Componentes de sedimentos urinários que podem ser encontrados na urina em associação com células tubulares renais e as condições clínicas associadas

Componentes urinários associados às células tubulares renais . Condição .
‘Muddy brown’ granular casts and renal tubular cell casts Necrose tubular aguda isquémica ou nefrotóxica
Non-eritrócitos glomerulares, leucócitos (incluindo oeosinófilos em alguns casos) e fundições leucocitárias Nefrite intersticial aguda
Erythrocytes and erythrocytic casts Proliferativa/necrotizante da glomerulonefrite
Partículas gordas Síndrome nefrótica
Componentes urinários associados às células tubulares renais . Condição .
‘Muddy brown’ granular casts and renal tubular cell casts Necrose tubular aguda isquémica ou nefrotóxica
Non-eritrócitos glomerulares, leucócitos (incluindo oeosinófilos em alguns casos) e fundições leucocitárias Nefrite intersticial aguda
Erythrocytes e fundições eritrocitárias Proliferativa/necrotizante da glomerulonefrite
Gordura partículas Síndrome nefrótica

Pontos de ensino

  • Urinalysis performed only by dipstick is inadequate for the evaluation of renal patients.

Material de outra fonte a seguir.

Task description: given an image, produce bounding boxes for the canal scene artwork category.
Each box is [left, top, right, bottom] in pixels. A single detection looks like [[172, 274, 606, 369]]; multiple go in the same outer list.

  • p> O exame de sedimentos urinários por um nefrologista experiente na área tem valor acrescentado, em comparação com um exame realizado por pessoal que não conhece as correlações clínicas e patológicas dos achados urinários.
  • Por isso, em cada unidade renal deve haver pelo menos um especialista nefrologista no exame de sedimentos urinários.

  • p> O achado de um sedimento nefrítico e/ou muitas células tubulares renais e fragmentos tubulares deve sempre sugerir a presença de uma doença renal activa e grave e deve desencadear novas acções.
  • p> Um exame hábil e motivado do sedimento urinário pode salvar o doente de uma doença renal progressiva.

Conflito de declaração de interesse . Nenhuma declarada.